Investor behavior clouds the wisdom of offering wider choice in 40l(k)'s.
New York Times; New York, N.Y.; Feb 14, 2002; Hal R. Varian

AFTER the Enron collapse, Congress is debating whether to limit the amount of their own company's stock that employees can put into their 401(k) retirement plans.

Those in favor of such caps, like Senators Barbara Boxer and Jon S. Corzine, see them as a way to encourage diversification and reduce risk. Those opposed, like Labor Secretary Elaine L. Chao, say such caps violate freedom of choice.

Economists generally believe that more choice is better, but even economists acknowledge that there are plenty of exceptions in real life. Offering a cigarette to someone trying to quit smoking, a drink to a recovering alcoholic or a candy bar to a dieter isn't doing that person a favor.

To most economists, the problems illustrated by these examples are anomalies. But to one group, behavioral economists, the examples are central.

Clearly, more choice is not better when people have problems with self-control. Behavioral economists have also identified several other reasons that more choice can make consumers worse off, reasons that affect everything from marketing strategy to pension policy.

Start with marketing.

Two researchers, Sheena S. Iyengar and Mark R. Lepper, set up sampling booths for jam in a supermarket. One offered 24 flavors, and one offered only 6. More people stopped at the larger display, but substantially more people actually bought jam at the smaller display.

More choice seemed to be attractive to shoppers, but the profusion of choices in the larger display appeared to make it more difficult for the shoppers actually to reach a decision to buy.

Shlomo Benartzi and Richard Thaler, two behavioral economists, wondered whether the same problem with ''excessive choice'' showed up in investor decisions. They found that people who designed their own retirement portfolios tended to be just as happy with the average portfolio chosen by their co-workers as they were with their own choice. Having the flexibility to construct their own retirement portfolios didn't seem to make investors better off.

In some investment situations, more choice can be downright dangerous. Two finance professors, Brad Barber and Terrance Odean, studied the performance of 66,465 households with discount brokerage accounts. Households that traded infrequently received an 18 percent return on their investments, while the return for the households that traded most actively was 11.3 percent.

In the words of Mr. Barber and Mr. Odean: ''Trading is hazardous to your wealth.''

In later work, these financial economists investigated who it was that traded too much. They found that one important determinant of excessive trading was gender.

Psychologists consistently find that men tend to have excessive confidence in their own abilities, a fact that will come as no surprise to most women.

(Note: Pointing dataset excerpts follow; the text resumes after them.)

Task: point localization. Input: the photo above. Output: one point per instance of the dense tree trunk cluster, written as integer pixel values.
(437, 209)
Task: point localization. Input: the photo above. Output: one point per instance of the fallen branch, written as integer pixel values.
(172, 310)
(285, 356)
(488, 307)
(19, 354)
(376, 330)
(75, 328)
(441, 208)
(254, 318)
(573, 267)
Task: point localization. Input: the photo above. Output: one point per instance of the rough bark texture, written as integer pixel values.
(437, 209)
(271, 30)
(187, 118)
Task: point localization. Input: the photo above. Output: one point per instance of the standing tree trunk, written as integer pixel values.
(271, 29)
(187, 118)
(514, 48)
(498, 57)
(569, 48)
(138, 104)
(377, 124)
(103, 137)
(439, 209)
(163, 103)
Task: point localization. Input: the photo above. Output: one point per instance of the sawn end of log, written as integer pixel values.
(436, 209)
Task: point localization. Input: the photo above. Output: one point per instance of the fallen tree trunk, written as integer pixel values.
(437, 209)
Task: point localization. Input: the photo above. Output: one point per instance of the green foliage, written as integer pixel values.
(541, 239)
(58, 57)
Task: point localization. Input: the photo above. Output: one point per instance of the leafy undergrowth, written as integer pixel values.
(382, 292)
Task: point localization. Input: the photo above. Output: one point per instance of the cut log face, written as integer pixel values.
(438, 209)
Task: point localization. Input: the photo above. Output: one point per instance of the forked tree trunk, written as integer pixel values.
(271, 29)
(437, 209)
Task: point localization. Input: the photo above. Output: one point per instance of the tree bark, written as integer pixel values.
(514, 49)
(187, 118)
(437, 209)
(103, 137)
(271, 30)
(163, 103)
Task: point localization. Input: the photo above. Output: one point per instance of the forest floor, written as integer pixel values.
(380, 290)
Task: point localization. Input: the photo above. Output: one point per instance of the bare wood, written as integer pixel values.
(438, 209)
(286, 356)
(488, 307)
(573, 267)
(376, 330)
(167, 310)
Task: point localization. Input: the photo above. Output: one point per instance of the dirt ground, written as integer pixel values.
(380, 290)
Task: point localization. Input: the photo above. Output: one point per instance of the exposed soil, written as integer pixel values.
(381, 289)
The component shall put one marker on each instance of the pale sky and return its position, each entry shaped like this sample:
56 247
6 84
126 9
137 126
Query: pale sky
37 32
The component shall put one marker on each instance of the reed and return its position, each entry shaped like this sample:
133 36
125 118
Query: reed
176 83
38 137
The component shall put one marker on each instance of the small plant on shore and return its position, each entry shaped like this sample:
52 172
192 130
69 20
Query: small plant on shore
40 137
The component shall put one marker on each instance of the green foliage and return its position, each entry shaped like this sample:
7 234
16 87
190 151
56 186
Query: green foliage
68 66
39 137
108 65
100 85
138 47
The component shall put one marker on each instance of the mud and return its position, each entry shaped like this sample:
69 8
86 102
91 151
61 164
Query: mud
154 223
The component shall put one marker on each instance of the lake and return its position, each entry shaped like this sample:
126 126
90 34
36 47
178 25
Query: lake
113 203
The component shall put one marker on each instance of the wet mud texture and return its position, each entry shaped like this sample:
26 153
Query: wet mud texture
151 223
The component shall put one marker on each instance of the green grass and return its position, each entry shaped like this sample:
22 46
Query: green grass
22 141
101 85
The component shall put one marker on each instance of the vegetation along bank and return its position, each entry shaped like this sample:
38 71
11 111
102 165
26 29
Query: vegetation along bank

Several years ago my wife asked me, ''Do you know why NASA decided to put women on the team of astronauts?'' She replied: ''So when they get lost, someone will be willing to stop and ask for directions.''

Male overconfidence shows up not only in navigation skills but also in investor behavior: Mr. Barber and Mr. Odean find that on average, men trade 45 percent more than women. They also find that this excessive trading reduces men's net returns by almost a full percentage point.

(Note to my wife: my record as an investor is better than my record of asking for directions.)

Psychologists find that men tend to suffer from ''self-serving attribution bias.'' In plain language: men tend to think their successes are a result of their own skill, rather than dumb luck, and so become overconfident.

It is not hard to see how overconfidence might lead to bubbles: though frequent traders lose on average, sometimes they luck out. If many happen to get lucky at the same time, they will attribute this success to their superior abilities and double their bets. This pushes up the value of stocks even more, leading to more excessive confidence and an unsustainable boom in stock prices.

If we accept this evidence that investors have problems with self-control, poor decision making and overconfidence, what can we say about the regulation of financial markets and pensions?

It has long been recognized that financial markets seem to exhibit excess volatility. Some economists have advocated a tax on transactions as a way to curb excessive trading. Regardless of its merits, such a plan would be almost impossible to put in place, since anyone with a computer and an Internet connection can set up an offshore market.

But tax barriers already exist that discourage excessive trading. Since capital gains taxes are paid only when a stock is sold, that tends to reduce stock turnover. Perhaps that's not such a bad thing for financial market stability. And if we believe the studies cited earlier, at least some investors may be helped by this tax, because it reduces their propensity to trade excessively.

With respect to pension policy, the findings from behavioral economics described above suggest that mandated savings plans, like conventional defined-benefit pension plans and Social Security, are pretty good programs. The tendency in the last several years has been to offer employees more choice of retirement options. But if individuals do not make good choices when left to their own devices, this may not be appropriate.

Some may object to such considerations as overly paternalistic. But those unfortunate investors who find their retirement portfolios worthless may end up relying on public assistance of one form or another. Even extreme libertarians may be willing to face some restrictions on their retirement choices, so long as they won't be required to bail out fellow retirees who make excessively risky choices.

Many employees of Enron, Global Crossing, Lucent and Nortel have seen their pensions evaporate when the price of their company stock dropped. If these investors had held more diversified portfolios, they would be sleeping a lot more soundly today.